Depending on when this goes out, it may be that we've gone past the first day of a new reception teacher coming into that provision. When you reflect back on, I don't know, the first day that you've described is pretty scary so I imagine that's etched in your memory. What are some of the things that you think, "All right, here are the key takeaways for me? If I could talk to past Laurice going into it, here's my top tips for coming into the early years provision?"

Laurice Prempeh

That's a great question. I'm just going to think about the maths, because the other advice, I could go on all night and you don't want that. I'll just think about the maths advice.

In terms of maths, I would say, something that I'd like to say now is to think about a typical day for a reception child, and think about all of the different opportunities you have to develop their number awareness and their pattern spotting. Think about all of the different opportunities. Think about the number of times that we can talk, we can speak mathematically to that child. The list is absolutely endless. They don't all have to be recorded, and they're not all things that we have to share and report back. But I say, as an adult, just think about all of the different opportunities that we have. It isn't always snack time, because everybody always says snack time. Thinking about all of the different opportunities.

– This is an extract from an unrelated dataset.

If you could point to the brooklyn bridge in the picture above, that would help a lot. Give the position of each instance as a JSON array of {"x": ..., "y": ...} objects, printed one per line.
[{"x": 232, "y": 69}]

I think if we think like that as adults, it becomes so part-and-parcel of the things that we do. As an early years teacher, there are so many things that we have to think about. There are all of those areas of learning. I remember feeling really overwhelmed. But because maths is such a real life subject, it's happening all of the time, all around them. I would say to myself, "Just think about all of those different opportunities, and just make sure you are having those conversations at the times where it's so relevant and so important for the children." Because I probably missed doing that for a few weeks, because I was in shock.

Adam Gifford

What about a general one? What about something that not math specific? But again, any advice that will help is always encouraged.

Laurice Prempeh

Enjoy getting to know your children. I think there's nothing more amazing than working with children that are that young, and that imaginative, and that creative. I think the national curriculum looks so different to the early learning goals. So much of it is understanding and knowing that child. To me, that gets a little bit lost in the national curriculum. The fact that one of the early learning goals is speaking to me is amazing, because we have to speak to the children. We're encouraged to do that in the early years, so just enjoy getting to know them.

Slight side note. My reception class that I had are about to go into year six. For me, seeing them, knowing that this time next year they're leaving, it completely chokes me up. But I remember them. I remember things they said to me in reception. I remember how well I knew them, and how well I got to know them. That's completely priceless. Just enjoy getting to know your children in early years.

Andy Psarianos

Thank you for joining us on The School of School Podcast.